Case 5: X-rays and ultrasound show the intraabdominal Dana IUD type on the left side, near the abdominal wall, the uterus had been removed .




DISCUSSIONS:

 5/6 cases met without complication and one case with 2 T shape type IUD, one of  which  perforated the rectum and causes abdominal pain and bloody stool.

 In an uncomplicated case (1/6 cases) there were 2 kinds of IUD in the same patient: one Dana and other T shape IUD type.

 Most of cases happened with Dana type IUD (5/6 cases).

 Patients in over 50 years of age, intra-addominal IUDs usually appear on the right site, only one on the left side of abdominal cavity.

 Ultrasound itself cannot disclose migrating IUD. In one case ultrasound failed to detect the intraabdominal IUD (case 3) at the epigastrum (1/6 cases). By ultrasound, intra-abdominal migrating IUDs were uncertain masses of 21-45mm with mixed and hyperechoic pattern without acoustic shadowing. It may be due to the Dana type IUD which has a poor shadowing behind the device.
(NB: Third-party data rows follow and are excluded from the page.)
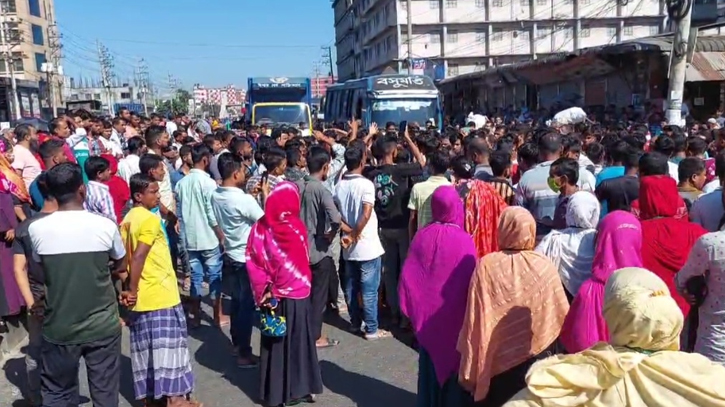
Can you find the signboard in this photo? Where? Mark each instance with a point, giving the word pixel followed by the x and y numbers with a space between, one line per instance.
pixel 403 82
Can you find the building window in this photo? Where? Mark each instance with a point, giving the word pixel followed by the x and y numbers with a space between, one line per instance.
pixel 452 69
pixel 34 8
pixel 37 34
pixel 8 6
pixel 39 61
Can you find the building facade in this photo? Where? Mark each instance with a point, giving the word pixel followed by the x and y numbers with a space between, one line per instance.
pixel 28 31
pixel 470 35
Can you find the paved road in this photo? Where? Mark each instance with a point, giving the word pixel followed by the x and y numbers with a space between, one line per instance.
pixel 356 373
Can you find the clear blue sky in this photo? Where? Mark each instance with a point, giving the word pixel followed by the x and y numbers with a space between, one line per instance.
pixel 255 37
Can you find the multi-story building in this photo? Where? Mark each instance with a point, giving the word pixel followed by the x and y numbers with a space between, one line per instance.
pixel 320 84
pixel 468 35
pixel 28 30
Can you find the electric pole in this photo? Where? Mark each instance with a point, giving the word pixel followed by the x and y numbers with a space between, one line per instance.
pixel 143 83
pixel 52 67
pixel 409 39
pixel 8 40
pixel 106 61
pixel 680 12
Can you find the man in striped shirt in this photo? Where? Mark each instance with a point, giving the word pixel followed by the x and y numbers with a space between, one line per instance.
pixel 98 196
 4/6 cases of migration to the right side of abdominal cavity were noted and the pathogenesis may be the same with the collection of free fluid in the acute abdomen. Causes of migration are still unclear. That may be thought about the contraction of uterus or an unexpected perforation of the uterus.

CONCLUSIONS:

Migration of IUD may happen in women who choose this measure to prevent the pregnancy. X-rays has the effective role to detect the intra and extrauterine IUD. Ultrasound may help in certain cases and CT scan could detect exactly the migrating IUD inside or outside of  hollow viscera (uterine tube, bladder, colon, appendix).

REFERENCES


1. Dan Vadim Valsky,  Sarah M. Cohen,  Drorith Hochner-Celnikier, Achinoam Lev-Sagie,  Simcha Yagel :The Shadow of the Intrauterine Device, J Ultrasound Med 2006; 25:613–616.
2. Nagamani Peri, David Graham,  Deborah Levine: Imaging of Intrauterine Contraceptive Devices, J Ultrasound Med 2007; 26:1389–1401.